La France a révoqué l’arrêté ministériel autorisant l’extradition en 2020 du frère de l’ancien président Blaise Compaoré, Paul François Compaoré, vers le Burkina Faso, où il est accusé du meurtre d’un journaliste en 1998, a annoncé jeudi la Chancellerie.
“Le décret a été abrogé le 13 décembre”, a annoncé le président de la chambre d’extradition de la cour d’appel de Paris lors d’une audience mercredi sur la levée du contrôle judiciaire de M. Compaoré ordonnée en 2017 dans le cadre de la procédure d’extradition.
L’abrogation de l’extradition de M. Compaoré “fait suite à l’arrêt de la CEDH (Cour européenne des droits de l’homme) du 7 septembre 2023, qui a constaté une violation de l’article 3 en cas d’extradition du requérant vers le Burkina Faso”, a résumé le ministère de la Justice. Cet article de la Convention européenne des droits de l’homme interdit la torture et les peines ou traitements inhumains ou dégradants.

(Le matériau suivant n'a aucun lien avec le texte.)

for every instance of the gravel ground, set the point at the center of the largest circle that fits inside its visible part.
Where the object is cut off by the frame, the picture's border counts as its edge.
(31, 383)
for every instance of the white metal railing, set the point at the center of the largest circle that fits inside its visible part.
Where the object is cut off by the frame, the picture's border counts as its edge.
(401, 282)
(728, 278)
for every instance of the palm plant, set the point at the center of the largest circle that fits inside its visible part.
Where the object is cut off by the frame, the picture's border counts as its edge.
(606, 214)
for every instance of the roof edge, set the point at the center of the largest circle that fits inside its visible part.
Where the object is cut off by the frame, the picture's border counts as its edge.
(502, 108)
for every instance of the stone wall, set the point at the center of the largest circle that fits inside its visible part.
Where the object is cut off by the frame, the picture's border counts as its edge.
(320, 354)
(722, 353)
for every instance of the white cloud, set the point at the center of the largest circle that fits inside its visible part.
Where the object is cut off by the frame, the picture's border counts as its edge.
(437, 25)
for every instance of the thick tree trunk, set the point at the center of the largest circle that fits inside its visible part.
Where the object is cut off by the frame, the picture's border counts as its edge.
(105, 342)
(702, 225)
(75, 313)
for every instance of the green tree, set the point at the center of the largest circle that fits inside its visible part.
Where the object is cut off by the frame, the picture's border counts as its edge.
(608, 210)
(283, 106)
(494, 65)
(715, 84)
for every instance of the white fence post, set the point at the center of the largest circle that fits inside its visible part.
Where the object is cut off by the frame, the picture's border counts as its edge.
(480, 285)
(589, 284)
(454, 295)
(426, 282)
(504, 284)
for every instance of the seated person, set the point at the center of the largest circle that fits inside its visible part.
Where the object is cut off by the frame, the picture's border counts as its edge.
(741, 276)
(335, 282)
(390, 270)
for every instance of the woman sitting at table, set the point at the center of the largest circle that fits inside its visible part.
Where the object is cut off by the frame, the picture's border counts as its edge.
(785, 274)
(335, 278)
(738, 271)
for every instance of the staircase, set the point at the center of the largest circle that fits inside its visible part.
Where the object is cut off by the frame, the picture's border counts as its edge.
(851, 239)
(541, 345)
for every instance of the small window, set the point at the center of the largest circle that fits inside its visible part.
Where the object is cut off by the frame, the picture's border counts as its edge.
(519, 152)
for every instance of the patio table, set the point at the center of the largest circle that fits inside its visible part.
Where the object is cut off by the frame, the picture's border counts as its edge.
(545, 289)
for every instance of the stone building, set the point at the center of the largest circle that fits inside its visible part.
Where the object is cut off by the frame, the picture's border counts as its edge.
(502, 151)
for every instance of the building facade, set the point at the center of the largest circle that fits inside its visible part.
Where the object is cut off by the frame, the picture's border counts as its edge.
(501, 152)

Le décret d’abrogation, signé par la Première ministre Elisabeth Borne, est un acte rare, ont relevé deux sources proches du dossier. Les avocats de M. Compaoré, Clara Gérard-Rodriguez et Pierre-Olivier Sur, n’ont pas souhaité faire de commentaire.
Paul François Compaoré, frère cadet de l’ancien président du Burkina Faso (1991-2014) et l’un de ses proches conseillers, est poursuivi au Burkina Faso pour le meurtre du journaliste d’investigation Norbert Zongo et des trois hommes qui l’accompagnaient, le 13 décembre 1998.
Il avait été arrêté le 29 octobre 2017 à l’aéroport de Roissy, près de Paris, en exécution d’un mandat d’arrêt international émis par Ouagadougou.
Le Burkina avait demandé son extradition à la France, assurant par la suite que même si M. Compaoré était condamné à mort par un tribunal indépendant, la sentence ne serait pas exécutée. Libéré sous contrôle judiciaire le 30 octobre 2017, M. Compaoré, qui réside en France, a interjeté plusieurs recours.
La justice a autorisé son extradition en 2018, puis un arrêté ministériel a été signé en 2020, validé par le Conseil d’État en 2021. Mais le 7 septembre, la CEDH, agissant au nom de la défense de M. Compaoré, a jugé que la France devait réexaminer le décret.
“Le contexte a changé”, a relevé le président de la chambre d’extradition, évoquant les deux coups d’Etat successifs dans le pays en 2022. Vêtu d’un costume bleu marine, Paul François Compaoré n’a pas souhaité s’exprimer lors de la brève audience.
Son avocate, Clara Gérard-Rodriguez, a souligné que “M. Compaoré a constamment contesté son extradition”, ce qui comportait “des risques sérieux pour ses droits fondamentaux”.
“Il n’a plus aucune procédure en cours” et rien ne justifie son placement sous contrôle judiciaire, a-t-elle ajouté.
Les relations entre la France et le Burkina Faso se sont considérablement détériorées depuis l’arrivée au pouvoir du capitaine Ibrahim Traoré lors d’un coup d’État en septembre 2022.